Friday, 23 May 2014

DOF and diffraction part 2 - the software: hugin, photoshop and helicon focus

As soon as I looked a little harder at the output from enfuse, I realised that there were some strange things going on....

This first crop is the output file which at first glance looks promising - the card and the distant hedge are both looking reasonable,but there is a bit of a dark halo around the black lines as well as a thin line in the centre of the black line which is darker than the rest.
Here is the image from the stack where this card is in focus. not only is the strange halo absent, but there is a lot more texture detail showing up in the card surface.

Clearly there is detail in the stack that does not make it through the process... 
Here is a quick go with two other obvious contenders for focus stacking:

photoshop CC

Helicon Focus

The output from Photoshop CC, which claims to be able to focus stack, but in reality make a complete mess of it. This crop shows that it has failed on the distant hedge immediately above the card and also there are some wierd things going on with the railings. the output from Helicon focus using all default settings. This looks much more promising - there is a small area of softness immediately around the card, but this is where the distant focus image has blurred white from the card into the foliage, so this is actually a sensible default.
I gave CombineZP a quick go as well, but it crashed most reliably on all but the simplest mode, and in that mode it's output was nowhere near as good as Helicon.

Read on for info on how enfuse and photoshop get it so wrong, and why Helicon focus looks to be the best option.


Enfuse - where did it all go wrong?

Enfuse has a nice option to output the masks it uses. With the hardmask option on (and focus stacking without hardmask is not sensible) we get a set of masks which show the selection of individual pixels from each image in the stack. The strange things here is that in almost all areas of the picure it is picking a few pixels from almost every image.

Here are resized images of the masks from the final few images in the stack. The hot spots in the image show that enfuse was sort of getting the right area, but still picks random pixels from pretty much the whole image.


Finally for enfuse here are masks from a few images before the 5m flag was in focus, the in focus image and a few images after. This really just confirms the story, far too much random pixel selection going on for a good result


Photoshop - epic fail

It is diffcult to understand what on earth Photoshop thinks it is doing here. Below are a group of adjacent masks from around the centre of the stack.
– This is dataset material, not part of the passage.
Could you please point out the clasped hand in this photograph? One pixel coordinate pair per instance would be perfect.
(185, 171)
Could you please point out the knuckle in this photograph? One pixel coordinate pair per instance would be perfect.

While the overall hotspots are sort of clustered around the right areas, they appear to have been overlaid with what I can only describe as a random splodge generator. I suppose with some stack this might result in an interesting artistic effect, but for what I am trying to do here, this can only be described epic failure.

Helicon focus

Well many folks say this is the best answer, and the default try gave by far the best results so far. The depth mask which it can output are a very good guide to what is going on, in that each shade of gray represents a layer used to populate the final image, so they are a sort of combined version of the masks I've shown above.
Method C - pyramid
Pyramid mode shows a tendency to flip between images on the cards, and also on the sloping tape measure in the foreground
Method B - depth map (default)
This is the method used for the example at the top of this post. It looking pretty good, but is still not perfect - for example it misses the cable running across the top
Method A - weighted average
Overall this isn't really helping - depth map is stil;l the best.